A viagem decorreu entre 20 de Abril a 5 de Maio de 1997.

As viagens a Marrocos do tipo turismo-aventura são geralmente sinónimo de travessia do deserto. Poucos são aqueles que se deslocam a este país para explorar também as pistas do Atlas. A travessia do Alto Atlas é tão ou mais emocionante que as pistas do Sahara e a paisagem é igualmente gratificante. Foi com o intuito de realizar essa travessia que um grupo de 9 pessoas, dividido por quatro motos e um veículo todo-o-terreno, partiu de Lisboa numa viagem que durou cerca de 15 dias e mais de 6000 Km de estrada, terra, lama, agua, neve e areia! Das temperaturas baixas nas montanhas do Atlas ao escaldante Sahara, do conforto da Europa ao mundo marroquino. 15 dias de aventura com dois ossos partidos à mistura...

Eu e os meus companheiros de viagem em 1997
1 Março 1997.  A fotografia central mostra a nossa primeira refeição em Marrocos. Da esquerda para a direita; eu, Pedro Texugo, João Tiago, Alvaro Pinto, Miguel, Paulo Marques, Sandra Lucas e Sandra... A Raquel estava a tirar a fotografia!

 

1º dia - O asfalto: Lisboa-Algeciras (650Km)

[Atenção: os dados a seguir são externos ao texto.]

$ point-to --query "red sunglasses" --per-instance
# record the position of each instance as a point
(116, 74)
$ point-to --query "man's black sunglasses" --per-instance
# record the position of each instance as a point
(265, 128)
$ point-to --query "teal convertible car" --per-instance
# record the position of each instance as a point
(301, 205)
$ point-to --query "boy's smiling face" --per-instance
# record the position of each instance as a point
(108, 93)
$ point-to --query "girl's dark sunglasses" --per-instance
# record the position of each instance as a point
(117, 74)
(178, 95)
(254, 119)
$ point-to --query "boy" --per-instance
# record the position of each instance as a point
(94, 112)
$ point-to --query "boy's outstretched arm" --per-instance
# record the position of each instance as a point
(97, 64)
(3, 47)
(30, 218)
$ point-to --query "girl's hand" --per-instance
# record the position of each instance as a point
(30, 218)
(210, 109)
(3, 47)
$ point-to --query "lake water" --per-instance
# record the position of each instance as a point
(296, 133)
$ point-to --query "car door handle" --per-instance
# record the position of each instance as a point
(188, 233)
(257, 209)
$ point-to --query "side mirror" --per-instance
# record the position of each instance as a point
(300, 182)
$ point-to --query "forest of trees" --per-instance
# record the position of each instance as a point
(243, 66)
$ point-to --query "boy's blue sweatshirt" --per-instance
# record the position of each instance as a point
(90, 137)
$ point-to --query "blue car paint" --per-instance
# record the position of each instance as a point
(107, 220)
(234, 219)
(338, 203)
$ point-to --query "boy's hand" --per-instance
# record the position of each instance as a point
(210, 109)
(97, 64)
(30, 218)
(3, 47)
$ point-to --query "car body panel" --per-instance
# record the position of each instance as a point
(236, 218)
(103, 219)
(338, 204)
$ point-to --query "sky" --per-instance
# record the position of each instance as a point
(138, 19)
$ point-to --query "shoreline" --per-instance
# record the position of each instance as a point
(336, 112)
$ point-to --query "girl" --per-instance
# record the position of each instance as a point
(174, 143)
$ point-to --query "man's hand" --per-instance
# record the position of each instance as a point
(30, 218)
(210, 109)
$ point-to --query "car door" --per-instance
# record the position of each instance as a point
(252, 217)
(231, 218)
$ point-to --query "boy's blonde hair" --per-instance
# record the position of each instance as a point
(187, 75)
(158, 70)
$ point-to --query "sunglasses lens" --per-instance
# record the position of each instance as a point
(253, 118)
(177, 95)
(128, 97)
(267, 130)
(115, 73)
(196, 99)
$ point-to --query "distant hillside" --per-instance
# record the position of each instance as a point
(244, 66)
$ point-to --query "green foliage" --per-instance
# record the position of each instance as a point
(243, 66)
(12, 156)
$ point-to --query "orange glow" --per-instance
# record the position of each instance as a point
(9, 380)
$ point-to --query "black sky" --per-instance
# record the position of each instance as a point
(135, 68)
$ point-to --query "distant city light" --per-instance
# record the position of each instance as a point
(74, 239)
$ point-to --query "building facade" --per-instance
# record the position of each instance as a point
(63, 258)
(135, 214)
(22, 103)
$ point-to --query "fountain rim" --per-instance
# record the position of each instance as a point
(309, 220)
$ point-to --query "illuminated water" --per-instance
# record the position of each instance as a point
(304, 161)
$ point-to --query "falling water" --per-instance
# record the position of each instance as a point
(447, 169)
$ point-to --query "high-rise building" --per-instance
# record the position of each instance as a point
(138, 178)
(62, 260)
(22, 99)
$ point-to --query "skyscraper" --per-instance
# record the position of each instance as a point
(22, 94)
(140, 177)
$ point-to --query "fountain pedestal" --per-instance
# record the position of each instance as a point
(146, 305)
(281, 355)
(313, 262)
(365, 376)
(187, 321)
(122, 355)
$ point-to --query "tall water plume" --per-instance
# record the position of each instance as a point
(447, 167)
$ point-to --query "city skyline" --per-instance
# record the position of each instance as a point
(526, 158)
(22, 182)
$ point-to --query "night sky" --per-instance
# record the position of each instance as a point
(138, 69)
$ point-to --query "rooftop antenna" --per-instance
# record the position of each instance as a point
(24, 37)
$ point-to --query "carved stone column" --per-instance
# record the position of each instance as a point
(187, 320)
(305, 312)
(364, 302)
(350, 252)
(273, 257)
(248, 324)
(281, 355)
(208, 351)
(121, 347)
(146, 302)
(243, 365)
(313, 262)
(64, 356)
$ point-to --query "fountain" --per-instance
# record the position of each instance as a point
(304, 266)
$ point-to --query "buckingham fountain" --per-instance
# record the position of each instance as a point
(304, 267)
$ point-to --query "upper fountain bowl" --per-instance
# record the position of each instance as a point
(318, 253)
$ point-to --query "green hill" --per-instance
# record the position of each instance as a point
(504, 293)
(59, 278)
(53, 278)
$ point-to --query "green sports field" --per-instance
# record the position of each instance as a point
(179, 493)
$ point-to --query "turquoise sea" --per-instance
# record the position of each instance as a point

O único objectivo do primeiro dia de viagem (20 de Abril) era "galgar" os 650 Km que separam Lisboa e Algeciras... o grupo da expedição estava dividido em três; o patrol seguiu caminho independentemente das motas, uma das XT600 (Pedro Texugo e Sandra Lucas) estava no Algarve e eu (XT350), Alvaro (XT600) e Paulo (Transalp) saímos de Lisboa. Combinamos o encontro entre todos em Espanha...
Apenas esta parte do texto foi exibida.